I never thought about it, but it’s true: The Fatherless Fantasy Of ‘Bridgerton’
(p.s. Defector is worker-owned media and you can sign up to read for free, although they are well worth supporting!)

For your nostalgia: Inside The Dragon Age II ‘Writers’ Pit’
(p.s. Aftermath is also a worker-owned site!)

AI in the news:
OpenAI closes Sora video-making app and cancels $1bn Disney deal (BBC, March 26, 2026)
It’s open season for refusing AI (Blood in the Machine, April 3, 2026)
Refusing to accept an AI-poisoned future of journalism (The Handbasket, April 3, 2026)
Analysis Finds That Google’s AI Overviews Are Providing Misinformation at a Scale Possibly Unprecedented in the History of Human Civilization (Futurism, April 8, 2026)
UK quietly increases AI emissions forecast 100-fold (Politico, April 24, 2026)

Data centers continue to be the focus of much legal, political, and rhetorical resistance–not least because we’re starting to see the real, physical impacts of building them in communities, compared to the relatively minimal value of the technology that demands we build more.
Bombs and Porn Are Bad Reasons to Build More Data Centers (The New Republic, April 14, 2026)
Number Go Up (Mother Jones, May + June 2026 issue)
Why Big Tech companies got quiet on climate change (Fast Company, April 14, 2026)
Elon Musk’s xAI Sued by NAACP Over Memphis Data Center (Wall Street Journal, April 14, 2026)
Want to Resist a Data Center? These Organizers Share How They Did It. (Truthout, April 19, 2026)
Anti-data center measures gain traction at state, local level (The Hill, April 24, 2026)

Minutiae

One morning I went on bird walk that ended at the Fair Amount Food Forest, where we got a guided tour and learned a lot about how to grow food in an urban environment. Afterword, I went on a walk with four complete strangers because one of them wanted to show us an eagle’s nest in the park. A woman with a curved spine led the way. A woman in a headwrap showed us how to strip Japanese knotweed stems for eating. Her two preteen daughters practiced bird calls. Our walk took us close to the Discovery Center, so we stopped there for a restroom break and to check out seeds from the seed library and to gaze at the resevoir birds. We saw a loon, which is not a frequent visitor to Philadelphia. I hope it found its stay as calm, friendly, and surreal as I found the city that morning.
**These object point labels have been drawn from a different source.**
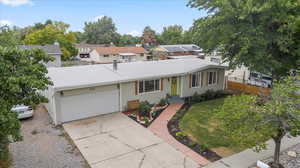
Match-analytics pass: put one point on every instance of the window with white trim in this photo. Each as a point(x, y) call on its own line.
point(212, 78)
point(196, 79)
point(149, 85)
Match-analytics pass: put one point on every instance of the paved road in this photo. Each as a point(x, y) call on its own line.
point(44, 146)
point(116, 141)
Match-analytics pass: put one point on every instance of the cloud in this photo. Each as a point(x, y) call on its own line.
point(97, 17)
point(134, 33)
point(5, 23)
point(16, 2)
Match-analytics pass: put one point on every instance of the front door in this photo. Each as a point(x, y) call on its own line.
point(174, 86)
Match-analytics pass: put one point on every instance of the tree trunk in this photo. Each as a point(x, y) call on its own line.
point(280, 134)
point(276, 163)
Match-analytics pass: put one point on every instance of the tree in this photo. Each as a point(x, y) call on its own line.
point(103, 31)
point(127, 39)
point(262, 35)
point(22, 77)
point(250, 122)
point(9, 36)
point(55, 33)
point(188, 37)
point(172, 35)
point(79, 37)
point(149, 37)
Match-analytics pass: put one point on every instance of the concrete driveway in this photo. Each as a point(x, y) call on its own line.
point(114, 141)
point(43, 145)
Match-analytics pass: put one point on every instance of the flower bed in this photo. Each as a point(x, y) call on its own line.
point(146, 120)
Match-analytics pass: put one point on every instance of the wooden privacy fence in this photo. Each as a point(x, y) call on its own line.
point(248, 89)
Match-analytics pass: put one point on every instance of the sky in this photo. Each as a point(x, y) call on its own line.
point(130, 16)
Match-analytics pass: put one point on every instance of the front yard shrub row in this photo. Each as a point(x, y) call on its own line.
point(208, 95)
point(144, 109)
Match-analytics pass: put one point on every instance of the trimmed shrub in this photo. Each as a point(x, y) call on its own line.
point(180, 135)
point(162, 102)
point(144, 109)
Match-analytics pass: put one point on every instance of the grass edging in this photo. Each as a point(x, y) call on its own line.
point(175, 131)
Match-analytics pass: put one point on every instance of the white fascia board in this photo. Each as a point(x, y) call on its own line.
point(57, 89)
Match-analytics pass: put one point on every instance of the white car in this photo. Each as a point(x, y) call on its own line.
point(23, 111)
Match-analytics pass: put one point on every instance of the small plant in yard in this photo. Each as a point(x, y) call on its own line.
point(180, 135)
point(210, 94)
point(144, 109)
point(203, 148)
point(146, 121)
point(196, 97)
point(34, 132)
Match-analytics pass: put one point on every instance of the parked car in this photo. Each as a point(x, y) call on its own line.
point(23, 111)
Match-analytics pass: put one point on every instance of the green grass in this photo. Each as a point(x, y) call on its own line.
point(200, 125)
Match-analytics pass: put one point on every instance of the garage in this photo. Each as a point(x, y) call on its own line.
point(88, 102)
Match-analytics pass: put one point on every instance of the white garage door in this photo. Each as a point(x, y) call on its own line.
point(86, 103)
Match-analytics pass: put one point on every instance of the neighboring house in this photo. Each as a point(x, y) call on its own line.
point(52, 50)
point(167, 51)
point(242, 74)
point(85, 49)
point(91, 90)
point(121, 54)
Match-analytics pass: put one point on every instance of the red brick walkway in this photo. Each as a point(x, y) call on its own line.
point(159, 127)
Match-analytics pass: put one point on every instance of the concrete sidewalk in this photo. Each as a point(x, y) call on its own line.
point(248, 157)
point(159, 127)
point(116, 141)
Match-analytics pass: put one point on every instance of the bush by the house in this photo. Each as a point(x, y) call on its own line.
point(208, 95)
point(144, 109)
point(196, 97)
point(162, 102)
point(156, 113)
point(180, 135)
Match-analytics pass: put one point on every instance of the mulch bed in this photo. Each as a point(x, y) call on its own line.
point(135, 112)
point(173, 127)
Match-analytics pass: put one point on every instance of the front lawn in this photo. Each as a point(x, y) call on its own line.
point(201, 126)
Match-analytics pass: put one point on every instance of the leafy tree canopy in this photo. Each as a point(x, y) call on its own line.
point(262, 35)
point(172, 35)
point(249, 121)
point(103, 31)
point(149, 37)
point(52, 33)
point(21, 78)
point(127, 40)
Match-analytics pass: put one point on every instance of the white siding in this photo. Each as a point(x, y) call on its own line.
point(84, 103)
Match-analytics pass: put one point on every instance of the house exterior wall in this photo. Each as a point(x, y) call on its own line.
point(88, 102)
point(83, 103)
point(128, 93)
point(56, 62)
point(128, 90)
point(188, 91)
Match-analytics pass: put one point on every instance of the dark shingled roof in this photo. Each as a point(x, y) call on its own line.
point(181, 47)
point(50, 49)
Later that day, I went to a rooftop party and drank ciders as the sun set over the city, cackling with some of my favorites. April was a good month for feeling connected with my communities.
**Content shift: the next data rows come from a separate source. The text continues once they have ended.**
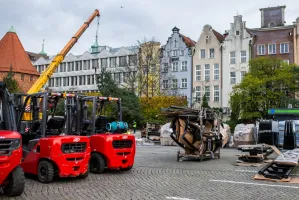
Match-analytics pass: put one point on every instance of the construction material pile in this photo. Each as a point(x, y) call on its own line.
point(197, 131)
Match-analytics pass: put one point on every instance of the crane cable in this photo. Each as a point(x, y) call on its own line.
point(97, 28)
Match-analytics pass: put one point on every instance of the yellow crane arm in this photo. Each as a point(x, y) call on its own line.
point(45, 76)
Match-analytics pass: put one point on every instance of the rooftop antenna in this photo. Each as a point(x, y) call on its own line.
point(97, 29)
point(95, 46)
point(43, 51)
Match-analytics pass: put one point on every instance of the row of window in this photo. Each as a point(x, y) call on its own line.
point(176, 53)
point(211, 53)
point(119, 77)
point(72, 81)
point(91, 64)
point(272, 49)
point(207, 72)
point(174, 84)
point(243, 57)
point(175, 67)
point(207, 92)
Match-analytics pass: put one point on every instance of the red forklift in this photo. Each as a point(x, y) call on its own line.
point(111, 147)
point(47, 151)
point(12, 180)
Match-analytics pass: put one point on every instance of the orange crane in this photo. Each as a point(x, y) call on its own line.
point(44, 77)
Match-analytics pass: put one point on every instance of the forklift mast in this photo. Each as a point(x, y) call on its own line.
point(8, 121)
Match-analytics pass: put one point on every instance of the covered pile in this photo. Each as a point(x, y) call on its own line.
point(197, 131)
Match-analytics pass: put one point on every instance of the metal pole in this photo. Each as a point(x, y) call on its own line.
point(44, 117)
point(94, 105)
point(120, 110)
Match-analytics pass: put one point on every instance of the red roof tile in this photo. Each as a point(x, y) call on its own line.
point(189, 42)
point(12, 53)
point(218, 36)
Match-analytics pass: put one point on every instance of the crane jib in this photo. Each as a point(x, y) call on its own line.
point(46, 75)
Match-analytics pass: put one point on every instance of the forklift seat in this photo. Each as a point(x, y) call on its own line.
point(100, 124)
point(35, 126)
point(55, 125)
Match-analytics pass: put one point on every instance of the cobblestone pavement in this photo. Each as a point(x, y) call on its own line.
point(157, 175)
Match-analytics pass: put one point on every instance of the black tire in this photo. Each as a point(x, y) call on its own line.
point(16, 183)
point(97, 163)
point(84, 176)
point(46, 171)
point(127, 169)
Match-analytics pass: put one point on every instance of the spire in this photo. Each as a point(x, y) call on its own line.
point(95, 46)
point(12, 30)
point(43, 45)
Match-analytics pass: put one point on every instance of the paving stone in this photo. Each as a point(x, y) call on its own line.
point(157, 175)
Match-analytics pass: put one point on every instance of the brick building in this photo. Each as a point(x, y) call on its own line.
point(12, 54)
point(274, 38)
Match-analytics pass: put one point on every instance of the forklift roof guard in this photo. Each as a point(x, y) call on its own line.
point(45, 96)
point(95, 100)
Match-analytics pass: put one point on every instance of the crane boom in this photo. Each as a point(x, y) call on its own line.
point(44, 77)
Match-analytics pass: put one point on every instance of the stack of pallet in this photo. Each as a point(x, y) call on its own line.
point(197, 131)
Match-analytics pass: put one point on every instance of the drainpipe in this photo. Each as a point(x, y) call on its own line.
point(191, 89)
point(221, 74)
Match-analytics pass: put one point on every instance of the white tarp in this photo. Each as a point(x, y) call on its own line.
point(244, 133)
point(166, 130)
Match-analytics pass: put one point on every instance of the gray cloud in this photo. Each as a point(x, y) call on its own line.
point(56, 21)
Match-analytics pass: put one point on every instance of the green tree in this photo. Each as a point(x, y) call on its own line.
point(263, 87)
point(11, 83)
point(205, 103)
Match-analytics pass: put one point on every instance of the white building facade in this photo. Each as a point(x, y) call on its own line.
point(207, 65)
point(176, 65)
point(78, 73)
point(236, 54)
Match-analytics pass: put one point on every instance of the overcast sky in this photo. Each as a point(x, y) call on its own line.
point(57, 21)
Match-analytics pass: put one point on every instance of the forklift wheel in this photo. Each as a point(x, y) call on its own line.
point(97, 163)
point(16, 183)
point(45, 171)
point(127, 169)
point(84, 176)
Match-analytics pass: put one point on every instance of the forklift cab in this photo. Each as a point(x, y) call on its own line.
point(12, 180)
point(45, 149)
point(39, 126)
point(111, 149)
point(95, 122)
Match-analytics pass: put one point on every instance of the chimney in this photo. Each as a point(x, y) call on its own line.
point(272, 16)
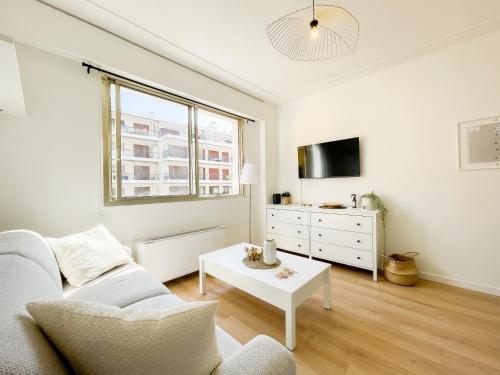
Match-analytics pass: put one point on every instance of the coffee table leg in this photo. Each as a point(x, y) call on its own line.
point(327, 291)
point(290, 328)
point(203, 278)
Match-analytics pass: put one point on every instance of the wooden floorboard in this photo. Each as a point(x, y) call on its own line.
point(373, 328)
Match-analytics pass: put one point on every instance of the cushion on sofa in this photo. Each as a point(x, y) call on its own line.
point(84, 256)
point(102, 339)
point(227, 344)
point(120, 287)
point(24, 349)
point(31, 245)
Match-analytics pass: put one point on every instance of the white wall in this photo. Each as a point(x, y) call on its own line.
point(50, 159)
point(406, 118)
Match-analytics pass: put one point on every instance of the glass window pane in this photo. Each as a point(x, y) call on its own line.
point(154, 145)
point(218, 154)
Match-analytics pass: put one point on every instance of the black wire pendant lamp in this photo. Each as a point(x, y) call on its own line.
point(331, 32)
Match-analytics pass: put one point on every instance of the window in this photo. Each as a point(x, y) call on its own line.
point(141, 172)
point(141, 191)
point(213, 173)
point(180, 149)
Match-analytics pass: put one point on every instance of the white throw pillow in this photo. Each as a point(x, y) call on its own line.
point(84, 256)
point(103, 339)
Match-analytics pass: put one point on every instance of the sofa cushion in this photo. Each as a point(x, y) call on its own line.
point(31, 245)
point(103, 339)
point(24, 349)
point(84, 256)
point(120, 287)
point(227, 344)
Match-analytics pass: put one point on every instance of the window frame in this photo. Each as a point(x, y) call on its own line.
point(194, 166)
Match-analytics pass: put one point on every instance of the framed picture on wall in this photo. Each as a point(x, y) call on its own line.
point(479, 144)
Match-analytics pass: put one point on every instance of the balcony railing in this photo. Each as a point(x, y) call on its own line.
point(145, 154)
point(177, 155)
point(212, 136)
point(141, 176)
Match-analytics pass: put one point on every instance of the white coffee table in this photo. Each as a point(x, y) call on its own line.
point(226, 264)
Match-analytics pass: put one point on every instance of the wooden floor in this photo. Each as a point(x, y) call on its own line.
point(373, 328)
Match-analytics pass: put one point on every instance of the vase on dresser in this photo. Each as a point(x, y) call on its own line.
point(269, 252)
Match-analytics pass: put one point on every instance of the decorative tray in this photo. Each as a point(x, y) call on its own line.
point(259, 264)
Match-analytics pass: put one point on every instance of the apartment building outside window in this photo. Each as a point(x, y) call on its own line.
point(170, 149)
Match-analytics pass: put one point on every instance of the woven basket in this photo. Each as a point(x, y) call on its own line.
point(401, 269)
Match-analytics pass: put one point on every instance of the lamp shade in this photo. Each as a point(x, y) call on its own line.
point(249, 174)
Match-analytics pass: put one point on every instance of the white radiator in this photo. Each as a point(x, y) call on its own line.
point(176, 255)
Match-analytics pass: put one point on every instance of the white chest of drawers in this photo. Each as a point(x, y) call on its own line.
point(349, 236)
April is also when environmental stewardship starts to really pop off. It was cold and wet for most of the month, but warm and sunny on the morning I planted a couple of sidewalk trees with a crew of volunteers. I spent a Monday evening installing herbaceous plants in a schoolyard rain garden. (I was also supposed to lead a writing workshop at a big outdoor event in a nature preserve, but that did get rained out.) It was also a good month for Buried Creek Collective: we started accepting applications and they are trickling steadily in. The candidates all sound so interesting. We already have many more than we planned to accommodate, but we want to keep them all.

Normally I would have been busy with Earth Day activities, but I went to Memphis that week to help out my mom before and after her knee replacement. Fortunately my older cousin was also there, because there was a lot to do and organize. We tried to make it fun–we laughed a lot, despite the discomfort. We made a big family dinner one night when my brother and nephew came over. When I got back to Philadelphia, I felt that I had slipped out of time for a week–I was surprised to find that the calendar kept marching on while I was away.